Mr R suggested a revisional discectomy and pedicle screw fusion at L5/S1. He carefully explained and documented the uncertainty about the results of such surgery and the increased risks because of the previous procedure at that level. Mr G wished to go ahead.
Following surgery, Mr G was still in a lot of pain. A CT scan was performed, which showed that the right sided pedicle screws were too long and had protruded beyond the front walls of both the L5 and S1 vertebrae. The tips of the screws were reasonably close to the iliac artery and vein. However, there was no evidence of intra-abdominal injury or haematoma.
Because Mr G’s pain was continuing, a further operation was performed and the screws were replaced. During surgery, the bone at S1 was found to be osteoporotic and an oversized screw was required to gain purchase. Mr G improved for a few days but then his pain returned and continued unabated. Further scanning showed no complications.
Mr G was dissatisfied and began a claim against Mr R. He felt that Mr R had not examined him properly and had failed to discuss the problems that could be caused by a weak vertebra, or the nerve damage that could result.
Expert opinion found that Mr R had adequately explained all the risks of the operation, and had tried a reasonable period of conservative treatment before surgery was undertaken. The inappropriate initial placement of the pedicle screws on the right was unfortunate, but there was no evidence that this had injured the patient.
Expert opinion also found that the manipulation of the L5 roots at the initial surgery was the cause of the continuing pain, but this can occur in the best of circumstances and did not constitute negligence. There was no way to predict the osteoporotic nature of the S1 vertebra preoperatively. A detailed letter of response was sent and the claim was successfully defended.
- Patient expectations must be carefully managed. Under ideal conditions, lumbar surgery has an approximate 80% success rate. In situations such as this case, where there has been previous surgery and instrumented procedures are contemplated, the overall results may not be quite that good. Patients must always be informed of these facts and of the risks to neurological structures, and this must be well documented.
- A failure to resolve the patient’s symptoms does not constitute negligence.

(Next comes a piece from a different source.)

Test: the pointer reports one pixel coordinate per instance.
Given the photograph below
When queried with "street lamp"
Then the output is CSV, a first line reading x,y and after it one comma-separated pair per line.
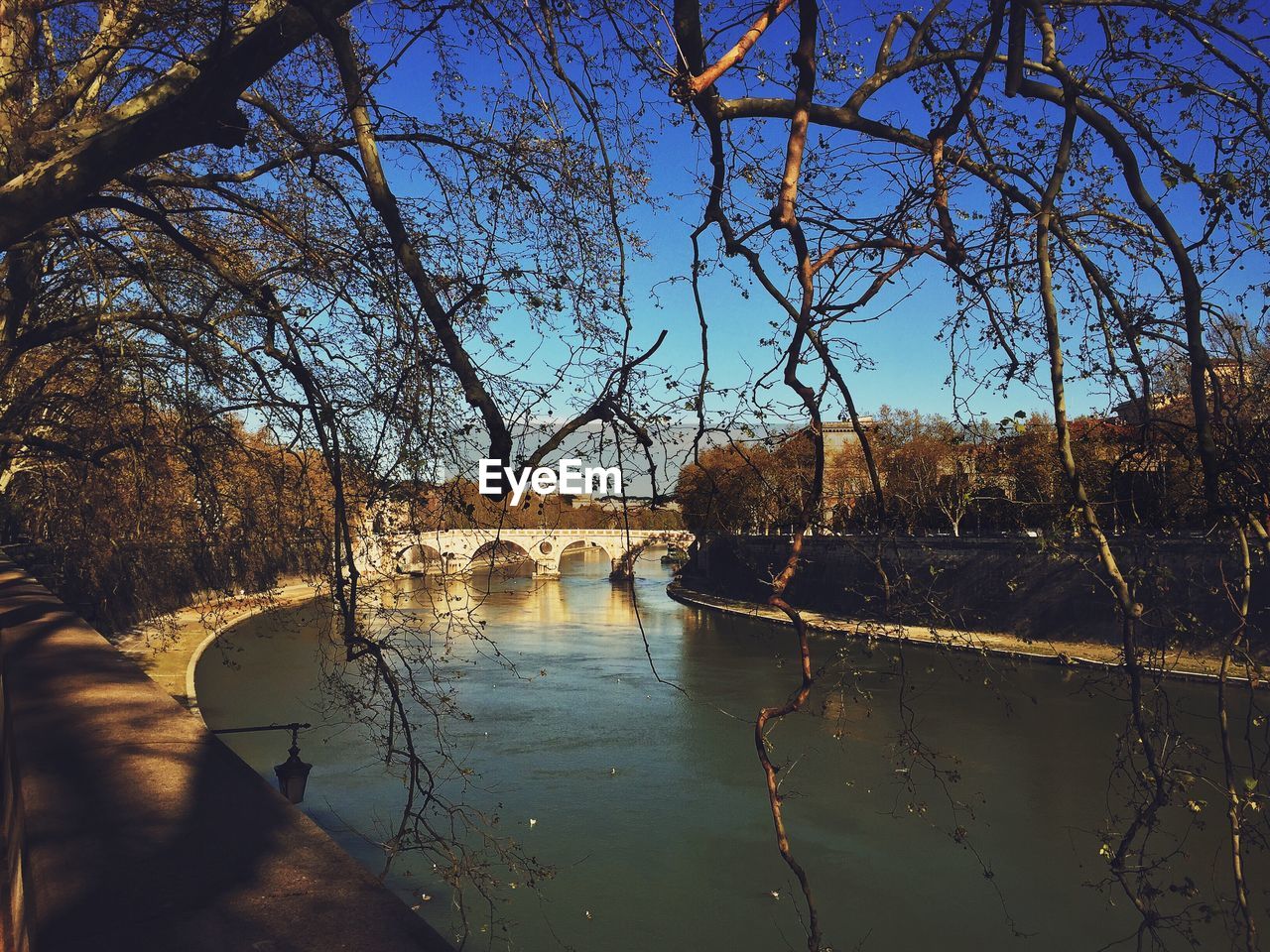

- When proposing surgery on the spine for benign conditions, it is important to first explore the possible benefit of non-surgical treatments. Very rarely is surgery appropriate as the first line of treatment.
- Sometimes things happen during surgery that are less than ideal, such as in this case, where pedicle screws were used that were too long. Although these screw placements were inappropriate, no harm occurred as a result, and so a claim of negligence was unsuccessful.